Poster Presentation Australian Society for Microbiology Annual Scientific Meeting 2013

Mycoplasma genitalium in incarcerated men from Far North Queensland (#211)

Gemma M Daley 1 , Darren B Russell 1 2 3 , Sepehr N Tabrizi 4 5 6 , Jimmy Twin 4 6 , John McBride 1
  1. James Cook University, Ashgrove, QLD, Australia
  2. Sexual Health Service, Cairns, QLD, Australia
  3. School of Population Health, University of Melbourne, Melbourne, VIC, Australia
  4. Department of Microbiology, The Royal Women's Hospital, Melbourne, QLD, Australia
  5. Department of Obstetrics and Gynaecology, University of Melbourne, Melbourne, VIC, Australia
  6. Department of Molecular Microbiology, Murdoch Children’s Research Institute, Melbourne, QLD, Australia


In men, Mycoplasma genitalium (MG) is a sexually transmitted infection (STI) known to cause urethritis and urethral discharge. There is a paucity of literature regarding the prevalence of MG. To date, no research has been conducted on the prevalence of MG in Queensland, in incarcerated populations or in a primarily Aboriginal or Torres Strait Islander population.

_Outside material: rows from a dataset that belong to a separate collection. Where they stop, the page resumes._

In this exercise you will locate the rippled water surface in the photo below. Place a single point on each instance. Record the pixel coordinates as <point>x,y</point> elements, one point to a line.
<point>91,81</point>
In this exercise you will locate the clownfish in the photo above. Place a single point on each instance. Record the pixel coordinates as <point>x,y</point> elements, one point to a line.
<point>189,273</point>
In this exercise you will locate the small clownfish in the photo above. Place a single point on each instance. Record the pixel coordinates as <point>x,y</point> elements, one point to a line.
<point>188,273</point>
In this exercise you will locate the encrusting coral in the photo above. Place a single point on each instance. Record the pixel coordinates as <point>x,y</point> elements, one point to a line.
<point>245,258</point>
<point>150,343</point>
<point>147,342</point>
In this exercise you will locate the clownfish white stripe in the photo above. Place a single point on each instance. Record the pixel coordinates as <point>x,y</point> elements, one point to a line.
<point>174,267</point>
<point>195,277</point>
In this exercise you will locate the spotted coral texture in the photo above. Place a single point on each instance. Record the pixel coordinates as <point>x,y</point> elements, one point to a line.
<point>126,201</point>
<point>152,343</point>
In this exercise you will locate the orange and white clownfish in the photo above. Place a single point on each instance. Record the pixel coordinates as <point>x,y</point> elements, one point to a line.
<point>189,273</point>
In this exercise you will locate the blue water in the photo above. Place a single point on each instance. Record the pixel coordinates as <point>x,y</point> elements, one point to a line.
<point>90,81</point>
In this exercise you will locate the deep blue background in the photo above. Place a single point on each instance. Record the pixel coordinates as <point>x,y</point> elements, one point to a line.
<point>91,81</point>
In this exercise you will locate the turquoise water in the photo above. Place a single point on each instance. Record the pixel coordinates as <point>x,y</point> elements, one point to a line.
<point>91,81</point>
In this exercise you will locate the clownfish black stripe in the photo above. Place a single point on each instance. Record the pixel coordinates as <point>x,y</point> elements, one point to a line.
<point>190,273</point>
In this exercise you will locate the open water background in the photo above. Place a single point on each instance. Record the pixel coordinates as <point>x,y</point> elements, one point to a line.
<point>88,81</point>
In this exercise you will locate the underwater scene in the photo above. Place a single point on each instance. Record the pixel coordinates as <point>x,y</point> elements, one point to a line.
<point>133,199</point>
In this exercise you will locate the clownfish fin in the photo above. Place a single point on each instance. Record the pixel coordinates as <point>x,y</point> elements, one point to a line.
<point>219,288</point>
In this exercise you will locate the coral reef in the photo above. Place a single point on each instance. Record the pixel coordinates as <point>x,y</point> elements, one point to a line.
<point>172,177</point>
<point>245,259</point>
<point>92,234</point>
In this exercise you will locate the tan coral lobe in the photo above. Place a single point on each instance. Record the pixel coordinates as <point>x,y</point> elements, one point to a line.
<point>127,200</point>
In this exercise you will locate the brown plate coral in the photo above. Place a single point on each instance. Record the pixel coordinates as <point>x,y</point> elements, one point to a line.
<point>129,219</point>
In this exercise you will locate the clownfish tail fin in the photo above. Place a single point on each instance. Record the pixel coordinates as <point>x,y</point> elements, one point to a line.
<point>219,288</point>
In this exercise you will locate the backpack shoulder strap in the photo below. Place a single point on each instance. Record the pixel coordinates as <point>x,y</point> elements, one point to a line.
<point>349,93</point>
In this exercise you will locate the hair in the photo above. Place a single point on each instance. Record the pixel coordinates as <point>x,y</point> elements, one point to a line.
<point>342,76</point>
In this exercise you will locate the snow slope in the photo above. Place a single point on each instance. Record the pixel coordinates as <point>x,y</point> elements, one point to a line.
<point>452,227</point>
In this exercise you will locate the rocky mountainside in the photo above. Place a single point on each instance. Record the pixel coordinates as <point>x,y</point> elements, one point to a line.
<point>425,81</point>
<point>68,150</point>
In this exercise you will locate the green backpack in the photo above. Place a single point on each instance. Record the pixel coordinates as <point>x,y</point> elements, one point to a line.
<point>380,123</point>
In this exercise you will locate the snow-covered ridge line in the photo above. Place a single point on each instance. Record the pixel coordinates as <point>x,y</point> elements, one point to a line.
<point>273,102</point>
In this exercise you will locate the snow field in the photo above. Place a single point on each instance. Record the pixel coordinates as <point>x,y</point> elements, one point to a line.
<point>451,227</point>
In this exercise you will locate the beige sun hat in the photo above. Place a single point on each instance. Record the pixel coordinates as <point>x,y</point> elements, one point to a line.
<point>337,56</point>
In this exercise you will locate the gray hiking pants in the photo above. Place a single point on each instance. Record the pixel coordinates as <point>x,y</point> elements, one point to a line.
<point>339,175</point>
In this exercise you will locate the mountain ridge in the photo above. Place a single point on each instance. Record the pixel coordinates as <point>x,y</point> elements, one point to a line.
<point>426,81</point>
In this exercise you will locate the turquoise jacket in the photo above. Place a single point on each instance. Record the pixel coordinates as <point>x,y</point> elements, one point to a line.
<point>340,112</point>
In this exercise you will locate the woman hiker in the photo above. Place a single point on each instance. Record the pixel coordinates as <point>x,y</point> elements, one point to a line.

From November 2012 to February 2013, men entering a correctional facility in Far North Queensland (FNQ) were offered entry into the study. Upon consent participants were interviewed and a urine sample obtained. Samples were tested for MG by quantitative real-time PCR using an assay targeting the MG 16S rRNA gene, with positive samples tested for macrolide resistance mutations in the MG 23S rRNA gene using High Resolution Melt Analysis. Study subjects testing positive for MG were offered treatment and a follow-up urine test four weeks post-treatment to establish whether clearance of the pathogen had been achieved.


Out of 140 samples 8 individuals tested positive, thus the overall prevalence was 5.71% (95% CI, 1.82–9.60). Of this cohort 101 participants identified as Aboriginal or Torres Strait Islander and of this group 7 tested positive resulting in a prevalence of 6.93% (95% CI, 1.89–11.97). Of the remaining 39 non-Aboriginal or Torres Strait Islander participants, 1 individual tested positive resulting in a prevalence rate of 2.56% (95% CI, 0–7.75). Of the 8 positive samples, 2 samples were infected with a strain carrying macrolide resistance mutations.


This study suggests MG may be an important STI in men from FNQ and it is the first to report positivity in Aboriginal or Torres Strait Islander populations. Although based on limited data, this data highlights the need for further research to determine the burden of MG on susceptible Australian populations to inform future screening guidelines.